Laporan National Audit Office (NAO) menyebutkan pilot Angkatan Udara Inggris atau Royal Air Force (RAF) terpaksa menunggu hampir dua tahun untuk bisa menyelesaikan pelatihan jet tempur.
Laporan NAO mengatakan waktu yang dibutuhkan untuk melatih awak pesawat secara konsisten jauh dari harapan Kementerian Pertahanan dan memperkirakan Sistem Pelatihan Terbang Militer atau Military Flying Training System (MFTS) tidak akan sepenuhnya dapat memenuhi persyaratan hingga tahun 2023.
Pada bulan Juli 2019, ada 145 siswa RAF menunggu rata-rata 90 minggu untuk memulai pelatihan dari seharusnya hanya 12 minggu untuk sekitar 26 siswa pada suatu waktu.
Laporan yang dikutip The Telegraph Selasa 3 September 2019 tersebut juga mengungkapkan dalam enam tahun hingga 2018/2019, Kementerian Pertahanan gagal memenuhi kebutuhan pelatihannya rata-rata 45 persen, serta kekurangan 125 awak kapal setahun.
Pilot jet cepat bernasib paling buruk dengan waktu pelatihan optimal yakni dari di bawah empat tahun yang ditetapkan menjadi tujuh taun atau molor 82 persen. Pelatihan pilot multi-mesin dan helikopter – masing-masing sekitar empat setengah tahun dan lima tahun – keduanya membutuhkan waktu 73 persen lebih lama dari yang dibutuhkan.
“Masalah pelatihan terbang militer berlanjut dengan Kementerian Pertahanan berulang kali gagal melatih awak pesawat yang dibutuhkan,” kata anggota parlemen Meg Hillier yang juga ketua Komite Akun Publik.
“NAO menemukan bahwa Kementerian Pertahanan telah melatih rata-rata 45 persen lebih sedikit pilot daripada yang dibutuhkan dalam enam tahun terakhir. Siswa telah mengalami penundaan lama menunggu untuk memulai pelatihan mereka dengan pelatihan dibatalkan dan ditunda,” katanya.

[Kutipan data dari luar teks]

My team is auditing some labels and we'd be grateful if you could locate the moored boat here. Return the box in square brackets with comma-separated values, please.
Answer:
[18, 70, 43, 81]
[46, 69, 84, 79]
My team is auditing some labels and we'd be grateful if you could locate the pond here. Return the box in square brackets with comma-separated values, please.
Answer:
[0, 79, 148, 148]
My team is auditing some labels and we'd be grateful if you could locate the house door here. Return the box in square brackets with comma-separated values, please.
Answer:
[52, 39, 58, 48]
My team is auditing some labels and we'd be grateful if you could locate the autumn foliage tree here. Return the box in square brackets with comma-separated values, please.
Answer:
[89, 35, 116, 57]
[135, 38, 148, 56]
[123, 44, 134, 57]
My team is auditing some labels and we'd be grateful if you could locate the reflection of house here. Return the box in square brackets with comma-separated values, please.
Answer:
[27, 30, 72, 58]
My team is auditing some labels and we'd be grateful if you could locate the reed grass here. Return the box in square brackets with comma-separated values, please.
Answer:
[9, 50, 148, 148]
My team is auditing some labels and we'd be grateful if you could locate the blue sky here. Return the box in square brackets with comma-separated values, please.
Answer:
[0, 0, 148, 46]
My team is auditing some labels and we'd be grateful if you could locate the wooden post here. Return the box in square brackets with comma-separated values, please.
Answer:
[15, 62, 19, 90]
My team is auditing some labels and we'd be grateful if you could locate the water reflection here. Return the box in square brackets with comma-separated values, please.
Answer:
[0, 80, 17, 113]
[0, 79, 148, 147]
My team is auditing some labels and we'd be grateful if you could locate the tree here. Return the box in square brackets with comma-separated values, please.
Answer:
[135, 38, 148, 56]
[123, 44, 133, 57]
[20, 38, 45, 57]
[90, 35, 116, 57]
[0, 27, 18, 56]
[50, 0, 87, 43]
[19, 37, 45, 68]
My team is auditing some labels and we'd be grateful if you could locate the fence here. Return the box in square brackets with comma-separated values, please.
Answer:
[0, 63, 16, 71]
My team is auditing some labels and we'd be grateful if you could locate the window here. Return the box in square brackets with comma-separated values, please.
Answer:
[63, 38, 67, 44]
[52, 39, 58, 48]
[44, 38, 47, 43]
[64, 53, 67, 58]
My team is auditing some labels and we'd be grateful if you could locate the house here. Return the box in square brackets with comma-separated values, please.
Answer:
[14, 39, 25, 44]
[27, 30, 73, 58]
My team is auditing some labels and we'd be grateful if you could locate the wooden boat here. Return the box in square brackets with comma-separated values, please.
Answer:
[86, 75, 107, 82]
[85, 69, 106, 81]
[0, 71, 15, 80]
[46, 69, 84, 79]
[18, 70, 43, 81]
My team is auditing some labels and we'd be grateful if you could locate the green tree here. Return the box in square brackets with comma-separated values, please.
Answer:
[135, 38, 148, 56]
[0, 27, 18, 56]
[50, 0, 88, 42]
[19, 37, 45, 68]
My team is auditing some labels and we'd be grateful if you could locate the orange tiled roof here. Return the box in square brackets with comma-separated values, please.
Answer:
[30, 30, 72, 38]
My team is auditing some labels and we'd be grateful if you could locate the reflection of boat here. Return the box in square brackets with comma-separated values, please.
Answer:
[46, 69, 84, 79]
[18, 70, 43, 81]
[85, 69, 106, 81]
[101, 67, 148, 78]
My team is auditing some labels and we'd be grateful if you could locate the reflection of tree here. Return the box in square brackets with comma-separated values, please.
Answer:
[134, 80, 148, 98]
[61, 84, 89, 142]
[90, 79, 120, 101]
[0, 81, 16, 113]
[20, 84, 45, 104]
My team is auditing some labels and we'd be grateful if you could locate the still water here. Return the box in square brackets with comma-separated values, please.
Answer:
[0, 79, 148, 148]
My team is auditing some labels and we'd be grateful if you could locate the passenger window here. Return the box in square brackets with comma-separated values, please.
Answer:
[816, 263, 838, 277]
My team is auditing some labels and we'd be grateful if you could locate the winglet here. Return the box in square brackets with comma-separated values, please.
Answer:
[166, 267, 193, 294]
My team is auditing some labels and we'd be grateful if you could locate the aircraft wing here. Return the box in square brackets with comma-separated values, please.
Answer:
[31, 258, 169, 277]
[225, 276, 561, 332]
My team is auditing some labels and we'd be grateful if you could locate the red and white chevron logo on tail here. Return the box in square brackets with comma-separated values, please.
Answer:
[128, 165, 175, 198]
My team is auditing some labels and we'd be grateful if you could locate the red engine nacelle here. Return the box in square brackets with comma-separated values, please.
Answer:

Meski laporan NAO mengkritik manajemen program Kementerian Pertahanan menjadi masalah, para ahli pertahanan mengatakan masalah saat ini berasal dari keputusan pemerintah dalam Strategic Defence and Security Review (SDSR) 2010 untuk memangkas jumlah pesawat militer dalam layanan garis depan. Akibatnya, jalur pelatihan, fasilitas dan peralatan seperti simulator tidak dipertahankan atau diganti.
Namun, dalam pembalikan kebijakan yang diumumkan pada SDSR 2015, pemerintah berkomitmen untuk menurunkan dua skuadron tempur Typhoon baru, berinvestasi kembali dalam pesawat patroli maritim dan memutuskan untuk mengedepankan program jet siluman F-35.
Sumber senior Whitehall mengatakan bahwa arah dan bimbingan yang bimbang dari Departemen Pertahanan ini telah membuat departemen tidak bisa bekerja dengan baik dan maksimal. “Jika Anda terus memindahkan tiang gawang, sulit untuk mencetak gol,” kata sumber itu.
Seorang juru bicara Kementerian Pertahanan mengatakan Military Flying Training System (MFTS) adalah transformasi terbesar pelatihan awak kapal udara Inggris dalam satu generasi. “Meskipun kami mengakui ada beberapa tantangan, transisi ke sistem baru sekarang sedang berlangsung dan peningkatan yang stabil dalam throughput aircrew sedang terlihat di semua bidang.”